If there is one thing that leaves injured workers frustrated, it’s the procedures that frequently result in treatment denials.
Between 2005 and 2010, medical cost containment expenses almost quadrupled. That includes expenses for utilization review and bill review.
Insurers assert that without cost containment procedures, medical treatment costs would be even higher, resulting in unsustainable premium increases.
The chorus of complaints about UR is particularly loud from workers who settled cases years ago and were awarded “future medical” as part of their case resolution.
From the employee’s perspective, they bargained for medical as part of a settlement or as part of a court award. Not only may they be required to change doctors to a new physician on an employer network. Now they find that almost everything that is prescribed is either delayed or denied.
So the worker who had been represented years ago calls his former attorney, asking for help.
In some instances, the worker may find that his attorney has retired. But even where the attorney is still in practice, the worker may have trouble obtaining help.
The attorney is busy handling current cases. While some attorneys will get involved in treatment denial issues for clients whose cases were handled years ago, others simply are not staffed to take on these issues as a project unless they can be paid for doing so.
The problem here is that under current law, attorneys representing injured workers are not compensated in most situations.
An attorney who decides to help fight treatment denials may expend a substantial amount of time and effort on UR appeals. Time spent talking to the client, tracking down the medical reports and UR paperwork. Analyzing time frames to see if UR time limits were observed. Using the QME process to appeal denials. Possible court appearances.

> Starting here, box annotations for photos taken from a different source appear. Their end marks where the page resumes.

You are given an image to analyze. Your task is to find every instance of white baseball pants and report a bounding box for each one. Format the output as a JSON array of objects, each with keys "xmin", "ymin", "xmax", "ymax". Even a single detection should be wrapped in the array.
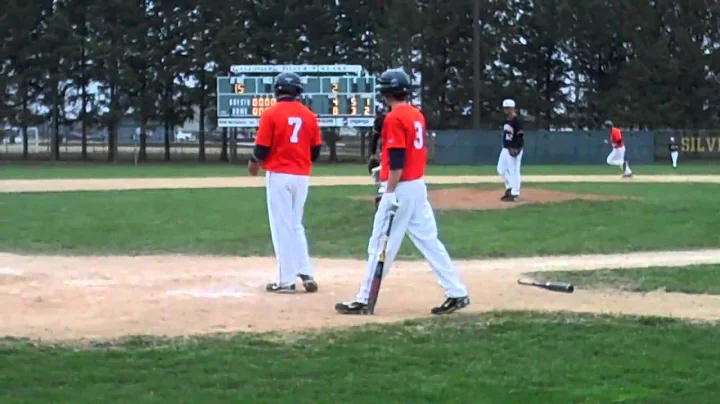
[
  {"xmin": 356, "ymin": 179, "xmax": 467, "ymax": 303},
  {"xmin": 497, "ymin": 148, "xmax": 524, "ymax": 196},
  {"xmin": 607, "ymin": 146, "xmax": 632, "ymax": 174},
  {"xmin": 265, "ymin": 172, "xmax": 313, "ymax": 286}
]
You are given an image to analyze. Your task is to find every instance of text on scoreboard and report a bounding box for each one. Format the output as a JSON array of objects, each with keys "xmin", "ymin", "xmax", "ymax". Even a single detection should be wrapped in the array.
[{"xmin": 217, "ymin": 76, "xmax": 375, "ymax": 118}]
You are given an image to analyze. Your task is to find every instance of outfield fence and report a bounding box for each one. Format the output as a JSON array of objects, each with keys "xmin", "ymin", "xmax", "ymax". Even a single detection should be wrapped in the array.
[{"xmin": 0, "ymin": 126, "xmax": 720, "ymax": 165}]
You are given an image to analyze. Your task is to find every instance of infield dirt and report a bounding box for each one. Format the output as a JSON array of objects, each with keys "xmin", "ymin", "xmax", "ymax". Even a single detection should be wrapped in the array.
[{"xmin": 0, "ymin": 176, "xmax": 720, "ymax": 341}]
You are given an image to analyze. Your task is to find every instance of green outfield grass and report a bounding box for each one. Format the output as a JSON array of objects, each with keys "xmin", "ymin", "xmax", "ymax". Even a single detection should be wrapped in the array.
[
  {"xmin": 0, "ymin": 182, "xmax": 720, "ymax": 258},
  {"xmin": 0, "ymin": 163, "xmax": 720, "ymax": 179},
  {"xmin": 0, "ymin": 313, "xmax": 720, "ymax": 404},
  {"xmin": 529, "ymin": 265, "xmax": 720, "ymax": 295}
]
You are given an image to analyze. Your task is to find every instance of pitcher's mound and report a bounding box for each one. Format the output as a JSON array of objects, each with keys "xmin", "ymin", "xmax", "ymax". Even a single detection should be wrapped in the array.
[{"xmin": 428, "ymin": 188, "xmax": 621, "ymax": 210}]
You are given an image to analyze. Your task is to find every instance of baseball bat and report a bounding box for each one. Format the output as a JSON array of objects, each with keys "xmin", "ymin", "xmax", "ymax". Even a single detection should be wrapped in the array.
[
  {"xmin": 518, "ymin": 278, "xmax": 575, "ymax": 293},
  {"xmin": 368, "ymin": 207, "xmax": 395, "ymax": 314}
]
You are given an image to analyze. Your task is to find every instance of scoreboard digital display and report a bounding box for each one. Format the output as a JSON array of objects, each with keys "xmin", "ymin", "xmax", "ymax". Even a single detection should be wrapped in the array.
[{"xmin": 217, "ymin": 65, "xmax": 375, "ymax": 127}]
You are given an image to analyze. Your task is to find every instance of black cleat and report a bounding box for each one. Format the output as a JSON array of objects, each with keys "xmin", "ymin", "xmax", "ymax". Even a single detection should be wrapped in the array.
[
  {"xmin": 430, "ymin": 296, "xmax": 470, "ymax": 315},
  {"xmin": 298, "ymin": 274, "xmax": 317, "ymax": 293},
  {"xmin": 335, "ymin": 301, "xmax": 370, "ymax": 314},
  {"xmin": 265, "ymin": 282, "xmax": 295, "ymax": 293}
]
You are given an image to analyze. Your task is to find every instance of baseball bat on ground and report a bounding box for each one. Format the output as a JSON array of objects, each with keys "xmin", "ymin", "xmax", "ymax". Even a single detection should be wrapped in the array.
[
  {"xmin": 518, "ymin": 278, "xmax": 575, "ymax": 293},
  {"xmin": 367, "ymin": 207, "xmax": 396, "ymax": 314}
]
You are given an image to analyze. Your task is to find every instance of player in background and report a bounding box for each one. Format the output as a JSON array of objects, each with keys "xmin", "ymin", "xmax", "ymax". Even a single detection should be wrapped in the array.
[
  {"xmin": 497, "ymin": 99, "xmax": 525, "ymax": 202},
  {"xmin": 368, "ymin": 105, "xmax": 389, "ymax": 211},
  {"xmin": 248, "ymin": 73, "xmax": 322, "ymax": 293},
  {"xmin": 605, "ymin": 120, "xmax": 632, "ymax": 178},
  {"xmin": 668, "ymin": 136, "xmax": 680, "ymax": 168},
  {"xmin": 335, "ymin": 69, "xmax": 470, "ymax": 314}
]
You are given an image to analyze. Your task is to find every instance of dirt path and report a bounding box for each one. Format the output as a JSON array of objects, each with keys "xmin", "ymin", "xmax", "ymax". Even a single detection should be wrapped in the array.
[
  {"xmin": 0, "ymin": 250, "xmax": 720, "ymax": 340},
  {"xmin": 0, "ymin": 175, "xmax": 720, "ymax": 193}
]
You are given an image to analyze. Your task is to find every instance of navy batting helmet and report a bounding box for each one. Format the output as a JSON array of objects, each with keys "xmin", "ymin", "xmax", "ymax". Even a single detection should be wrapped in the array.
[
  {"xmin": 375, "ymin": 69, "xmax": 412, "ymax": 97},
  {"xmin": 275, "ymin": 72, "xmax": 305, "ymax": 95}
]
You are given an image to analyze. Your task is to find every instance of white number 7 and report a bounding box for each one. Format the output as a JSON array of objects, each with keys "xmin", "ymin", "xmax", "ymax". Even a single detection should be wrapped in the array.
[{"xmin": 288, "ymin": 116, "xmax": 302, "ymax": 143}]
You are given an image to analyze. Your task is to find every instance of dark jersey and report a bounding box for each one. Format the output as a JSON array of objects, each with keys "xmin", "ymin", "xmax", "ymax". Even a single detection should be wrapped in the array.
[{"xmin": 503, "ymin": 116, "xmax": 525, "ymax": 149}]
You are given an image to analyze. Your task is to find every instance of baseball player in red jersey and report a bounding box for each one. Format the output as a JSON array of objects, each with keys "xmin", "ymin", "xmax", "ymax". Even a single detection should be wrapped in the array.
[
  {"xmin": 248, "ymin": 73, "xmax": 322, "ymax": 293},
  {"xmin": 335, "ymin": 70, "xmax": 470, "ymax": 314},
  {"xmin": 605, "ymin": 121, "xmax": 632, "ymax": 178}
]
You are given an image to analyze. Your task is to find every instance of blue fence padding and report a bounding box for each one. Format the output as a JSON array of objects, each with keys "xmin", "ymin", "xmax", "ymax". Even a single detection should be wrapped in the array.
[{"xmin": 435, "ymin": 130, "xmax": 655, "ymax": 165}]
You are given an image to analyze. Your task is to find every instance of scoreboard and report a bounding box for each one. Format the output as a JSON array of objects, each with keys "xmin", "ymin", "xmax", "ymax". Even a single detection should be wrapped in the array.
[{"xmin": 217, "ymin": 65, "xmax": 375, "ymax": 128}]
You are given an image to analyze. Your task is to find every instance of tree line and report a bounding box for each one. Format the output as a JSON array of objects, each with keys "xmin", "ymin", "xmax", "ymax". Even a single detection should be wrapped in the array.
[{"xmin": 0, "ymin": 0, "xmax": 720, "ymax": 160}]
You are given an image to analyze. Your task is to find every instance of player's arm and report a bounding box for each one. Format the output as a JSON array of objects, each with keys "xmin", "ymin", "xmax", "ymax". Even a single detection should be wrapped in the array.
[
  {"xmin": 248, "ymin": 113, "xmax": 273, "ymax": 177},
  {"xmin": 308, "ymin": 114, "xmax": 322, "ymax": 163},
  {"xmin": 250, "ymin": 113, "xmax": 273, "ymax": 163},
  {"xmin": 383, "ymin": 116, "xmax": 406, "ymax": 193},
  {"xmin": 513, "ymin": 118, "xmax": 525, "ymax": 136},
  {"xmin": 370, "ymin": 114, "xmax": 385, "ymax": 156}
]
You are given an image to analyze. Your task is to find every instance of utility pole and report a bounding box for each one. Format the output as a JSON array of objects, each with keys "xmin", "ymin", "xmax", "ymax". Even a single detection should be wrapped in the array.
[{"xmin": 472, "ymin": 0, "xmax": 481, "ymax": 129}]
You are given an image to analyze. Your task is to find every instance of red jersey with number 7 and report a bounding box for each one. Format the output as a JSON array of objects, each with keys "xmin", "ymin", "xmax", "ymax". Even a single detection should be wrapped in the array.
[
  {"xmin": 380, "ymin": 104, "xmax": 428, "ymax": 181},
  {"xmin": 255, "ymin": 100, "xmax": 322, "ymax": 175}
]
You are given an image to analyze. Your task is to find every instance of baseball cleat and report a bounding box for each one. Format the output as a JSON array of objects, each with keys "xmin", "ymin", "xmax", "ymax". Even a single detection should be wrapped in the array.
[
  {"xmin": 298, "ymin": 274, "xmax": 317, "ymax": 293},
  {"xmin": 430, "ymin": 296, "xmax": 470, "ymax": 315},
  {"xmin": 265, "ymin": 282, "xmax": 295, "ymax": 293},
  {"xmin": 335, "ymin": 301, "xmax": 370, "ymax": 314}
]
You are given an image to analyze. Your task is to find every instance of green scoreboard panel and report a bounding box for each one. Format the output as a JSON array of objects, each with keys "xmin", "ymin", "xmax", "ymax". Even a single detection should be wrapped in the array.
[{"xmin": 217, "ymin": 65, "xmax": 375, "ymax": 128}]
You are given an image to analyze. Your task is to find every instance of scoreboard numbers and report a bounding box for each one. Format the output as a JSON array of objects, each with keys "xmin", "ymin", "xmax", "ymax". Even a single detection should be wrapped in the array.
[{"xmin": 217, "ymin": 65, "xmax": 375, "ymax": 127}]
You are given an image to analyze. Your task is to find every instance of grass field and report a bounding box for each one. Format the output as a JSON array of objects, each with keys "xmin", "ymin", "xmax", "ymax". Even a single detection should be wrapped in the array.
[
  {"xmin": 0, "ymin": 313, "xmax": 720, "ymax": 404},
  {"xmin": 5, "ymin": 165, "xmax": 720, "ymax": 404},
  {"xmin": 0, "ymin": 183, "xmax": 720, "ymax": 258},
  {"xmin": 529, "ymin": 265, "xmax": 720, "ymax": 295},
  {"xmin": 0, "ymin": 163, "xmax": 720, "ymax": 179}
]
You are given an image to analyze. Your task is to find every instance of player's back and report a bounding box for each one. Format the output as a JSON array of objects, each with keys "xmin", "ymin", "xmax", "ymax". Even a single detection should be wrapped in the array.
[
  {"xmin": 383, "ymin": 104, "xmax": 428, "ymax": 181},
  {"xmin": 256, "ymin": 100, "xmax": 322, "ymax": 175},
  {"xmin": 611, "ymin": 128, "xmax": 624, "ymax": 147}
]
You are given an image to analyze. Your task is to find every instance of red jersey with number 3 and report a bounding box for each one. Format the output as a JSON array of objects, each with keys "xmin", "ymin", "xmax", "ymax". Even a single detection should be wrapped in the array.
[
  {"xmin": 255, "ymin": 100, "xmax": 322, "ymax": 175},
  {"xmin": 610, "ymin": 128, "xmax": 625, "ymax": 149},
  {"xmin": 380, "ymin": 104, "xmax": 428, "ymax": 181}
]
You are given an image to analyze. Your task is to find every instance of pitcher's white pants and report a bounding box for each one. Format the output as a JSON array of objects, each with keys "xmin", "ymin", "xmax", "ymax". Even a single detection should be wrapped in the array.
[
  {"xmin": 265, "ymin": 172, "xmax": 313, "ymax": 286},
  {"xmin": 356, "ymin": 179, "xmax": 467, "ymax": 303},
  {"xmin": 497, "ymin": 148, "xmax": 523, "ymax": 196}
]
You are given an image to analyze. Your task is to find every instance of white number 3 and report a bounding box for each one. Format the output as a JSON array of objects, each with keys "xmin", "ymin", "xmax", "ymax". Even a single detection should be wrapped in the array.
[
  {"xmin": 288, "ymin": 116, "xmax": 302, "ymax": 143},
  {"xmin": 413, "ymin": 121, "xmax": 425, "ymax": 150}
]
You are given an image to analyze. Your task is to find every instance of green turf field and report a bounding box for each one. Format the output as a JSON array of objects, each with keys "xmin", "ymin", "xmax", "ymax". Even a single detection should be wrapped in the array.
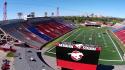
[{"xmin": 45, "ymin": 27, "xmax": 125, "ymax": 65}]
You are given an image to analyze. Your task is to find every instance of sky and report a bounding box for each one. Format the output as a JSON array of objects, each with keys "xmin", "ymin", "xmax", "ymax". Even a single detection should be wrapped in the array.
[{"xmin": 0, "ymin": 0, "xmax": 125, "ymax": 20}]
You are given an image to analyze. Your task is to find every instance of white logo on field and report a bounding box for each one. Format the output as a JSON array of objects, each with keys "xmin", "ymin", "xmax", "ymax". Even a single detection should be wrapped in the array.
[{"xmin": 68, "ymin": 50, "xmax": 84, "ymax": 61}]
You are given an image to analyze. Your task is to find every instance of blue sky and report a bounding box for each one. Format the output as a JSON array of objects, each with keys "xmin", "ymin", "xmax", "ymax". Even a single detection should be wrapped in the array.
[{"xmin": 0, "ymin": 0, "xmax": 125, "ymax": 20}]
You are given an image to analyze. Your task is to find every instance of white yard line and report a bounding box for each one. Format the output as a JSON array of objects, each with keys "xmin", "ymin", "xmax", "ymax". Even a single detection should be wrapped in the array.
[
  {"xmin": 47, "ymin": 29, "xmax": 80, "ymax": 52},
  {"xmin": 106, "ymin": 31, "xmax": 124, "ymax": 61},
  {"xmin": 101, "ymin": 33, "xmax": 108, "ymax": 47}
]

And even if there’s a victory for the worker, the victory may be on one treatment issue.
But this may be repeated again and again with ongoing treatment issues for this worker.
And that’s only one worker.
Many applicant attorneys have represented thousands of workers over their career. So it’s not hard to see why some applicant firms limit their involvement in challenging treatment denials. There simply are not enough hours in the day for many firms.
And that’s probably fine with many insurers, who are happy that attorneys are not incentivized to fight denials on behalf of workers.
This is the problem that AB 1687 (Fong) seeks to address.
AB 1687 would require that when injured workers are given explanations as to why the insurance company modified, delayed or denied medical services, they also be given a description of available options to appeal such a decision.
Furthermore, AB 1687 would allow attorneys to be compensated a reasonable fee for their efforts on behalf of injured workers to enforce previously awarded medical treatment.
Supporters of the bill include the California Professional Firefighters and the California Labor Foundation.
The bill has already cleared the California Assembly Insurance Committee and the Assembly Appropriations Committee.
But with Governor Brown’s likely unwillingness to sign piecemeal workers’ comp changes, the bill’s future may depend on what occurs later this year with other components of workers’ comp reforms.